Although not a film as such, Jill Soloway’s Transparent (Amazon Prime) is an example of the kind of TV that would not look out of place on the big screen.

The show, lauded for tackling issues of identity and the institutions and constructions within which the notion is created, launched its third series this week as Soloway continues to push and contort boundaries as we know them, exploring gender fluidity, religion and existentialism through beautifully shot, human moments.

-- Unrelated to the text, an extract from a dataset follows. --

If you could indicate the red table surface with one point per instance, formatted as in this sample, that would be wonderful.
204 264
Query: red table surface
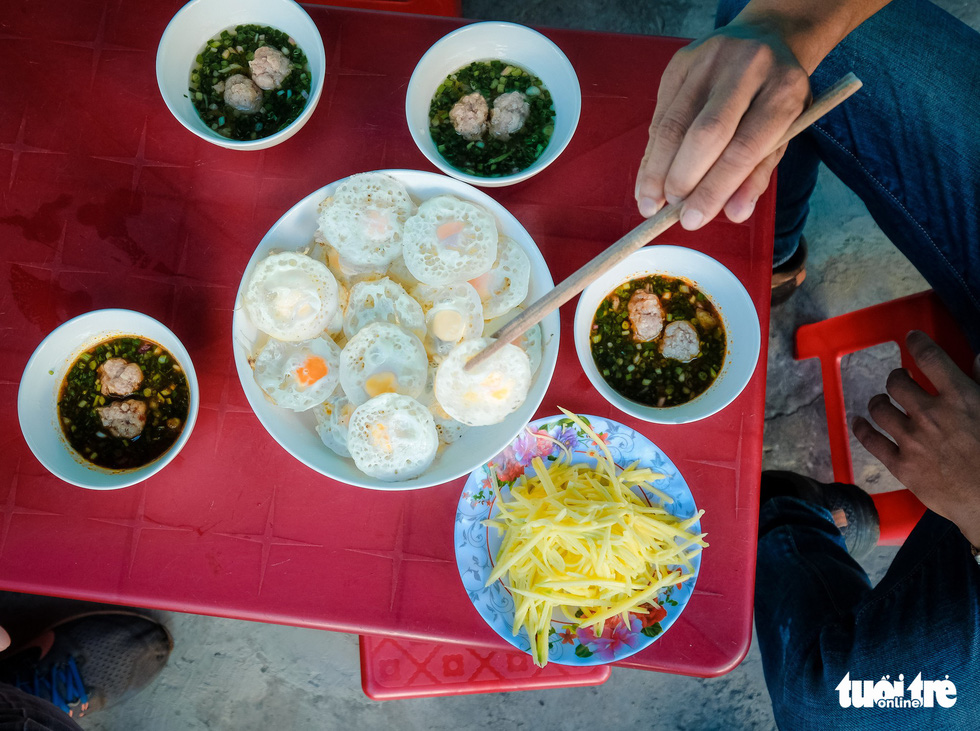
107 201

Throughout the show, we, as viewers are taken into university classrooms, as we follow Ali’s journey through academia as she takes and leads classes on gender studies, simultaneously presenting the viewing with these issues discussed in class. However, the exploration of academic issues never comes across as “preachy” or heavy-handed, the characters are too three-dimensional, too imperfect for this and each of them have a distinct role to play, living out their own self-centered dramas.

Transparent, Season 3, Episode 6, The Open Road

Up until now, Ali’s journey has been the most interesting to me, particularly as we see her exploring theories of inherited trauma or “epigenetics” through her studies. These theories are popular in modern Jewish thought regarding people with relatives who were in the Holocaust, and visits the idea that trauma can be passed down through DNA. In this way, Ali helps us to explore the complexity of the Pfefferman family’s 21st century anxieties. As a former German student of post-Holocaust literature and film, I found this fascinating as it showed the possibilities of popular culture’s ability to engage with these ideas, usually reserved for “weightier” media, such as film and literature, rather than a fictional television series.

However, in season three Soloway’s focus turns away from this particular route, as flashbacks are not threaded through the entirety of the season, as is the case with season two. Season three seems a little looser and a little less tidy, which fits the family’s own struggles as they search for solutions to unanswerable questions (Will everything be ok? What is happiness? What is spirituality?). Yet the issues surrounding their Jewish identity do remain present, if only buried a little deeper.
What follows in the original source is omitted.